Friday, May 14, 2010


If I’m in your Facebook newsfeed, you already know that we lost C recently. He’d been on the decline for many months, and while I didn’t want him to suffer (he didn’t), I mostly just didn’t want C to die before Tom did. They were great friends, Tom and C, and I didn’t want Tom to endure that loss. So we did what we could and we did what we had to: we brought C to the vet when he had the symptoms of his recurrent UTI (he always had a UTI, and you’re welcome for me not explaining in excruciating detail why he was so prone to them) … We brought him to the vet when we noticed maggots falling out of a small wound on his backside … We brought him most recently for an overgrown claw. Since he was slowing down, he simply wasn’t wearing down his claws, and it had grown full circle, impaling itself in the pad below it. It didn’t seem to cause any pain, and we wouldn’t even have realized anything was wrong except that David was playing with him on the bed and noticed it. Not even so much as a limp.

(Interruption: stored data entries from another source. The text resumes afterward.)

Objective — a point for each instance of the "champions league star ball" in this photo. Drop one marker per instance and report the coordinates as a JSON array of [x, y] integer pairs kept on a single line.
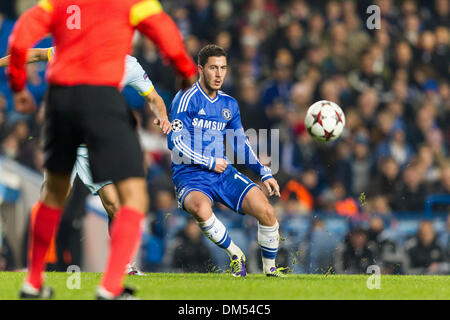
[[325, 120]]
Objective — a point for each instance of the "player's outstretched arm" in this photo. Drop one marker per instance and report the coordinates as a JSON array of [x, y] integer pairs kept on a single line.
[[158, 107], [33, 55], [33, 25]]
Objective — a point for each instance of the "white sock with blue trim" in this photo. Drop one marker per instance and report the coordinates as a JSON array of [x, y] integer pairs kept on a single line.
[[268, 240], [215, 230]]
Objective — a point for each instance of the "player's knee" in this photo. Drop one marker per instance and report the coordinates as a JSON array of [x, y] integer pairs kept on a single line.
[[267, 217], [133, 193], [199, 210]]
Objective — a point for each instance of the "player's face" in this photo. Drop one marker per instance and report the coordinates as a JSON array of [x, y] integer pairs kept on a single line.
[[214, 72]]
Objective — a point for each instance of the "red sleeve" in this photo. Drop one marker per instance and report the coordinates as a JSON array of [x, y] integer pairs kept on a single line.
[[33, 25], [163, 31]]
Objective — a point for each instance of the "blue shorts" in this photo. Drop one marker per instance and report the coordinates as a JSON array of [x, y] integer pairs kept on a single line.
[[229, 188]]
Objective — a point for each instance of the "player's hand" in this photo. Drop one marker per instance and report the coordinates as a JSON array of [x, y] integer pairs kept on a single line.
[[164, 124], [24, 102], [221, 165], [273, 187]]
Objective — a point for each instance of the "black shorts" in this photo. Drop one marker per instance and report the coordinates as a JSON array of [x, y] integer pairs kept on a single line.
[[99, 117]]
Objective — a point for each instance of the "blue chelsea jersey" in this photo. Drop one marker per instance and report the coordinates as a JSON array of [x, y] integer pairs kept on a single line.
[[199, 127]]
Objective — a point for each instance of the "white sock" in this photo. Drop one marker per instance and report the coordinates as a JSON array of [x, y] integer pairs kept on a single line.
[[215, 230], [268, 240]]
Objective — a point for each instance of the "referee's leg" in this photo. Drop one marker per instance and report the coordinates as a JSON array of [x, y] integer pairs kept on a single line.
[[115, 154]]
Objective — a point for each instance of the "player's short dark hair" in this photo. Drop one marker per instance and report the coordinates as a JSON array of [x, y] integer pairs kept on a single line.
[[210, 50]]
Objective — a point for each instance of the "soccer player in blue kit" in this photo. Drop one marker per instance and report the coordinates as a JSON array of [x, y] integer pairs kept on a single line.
[[201, 117]]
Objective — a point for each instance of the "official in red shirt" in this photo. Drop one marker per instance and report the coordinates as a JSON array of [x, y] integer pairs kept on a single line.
[[85, 106]]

That vet appointment fixed the claw, but uncovered several other troubles: congestive heart failure and a pancreatic mass, for starters. We opted not to treat the mass, put him on Plavix ($50 for 7 pills, and that’s with the AAA discount –  and no, C didn't have health insurance) and some other heart meds and antibiotics, and commenced with another round of “hurry up and wait”. Dr. Zanotti didn’t have to say it when we had our scheduled follow up visit: I knew we were looking at days, maybe weeks; certainly not months. We would keep C’s days as pleasant as possible, and that meant a lot of American cheese and chicken scraps. Just a few hours after that appointment we noticed he was unable to walk, and brought him back to the vet. He had thrown a clot, not unexpectedly, and his suffering would soon begin. So while the decision was hard to make, we really had no choice. C had lived a long and happy life. He had eaten his share of treats, pee’d his way into the cellar floor hall of fame, and barfed with the best of them. He’ll be cremated and added to my little “collection”. And when the time is right, and the ground is dry, and the air is warm, we’ll take Tom’s ashes, and C’s, and Mr. Gibb’s, and Yeti’s, and Neko's, and those good friends will share a very pretty spot high in the Fells behind the house, watching the planes and stalking the birds.

We owe a sincere thanks to Stephen Zanotti, VMD,  and all the vets, techs, medical and support staff at Winchester Veterinary Group for everything they’ve done over the years to help us care for the pets we so dearly love, as well as all the animals that are lucky enough to cross their threshold.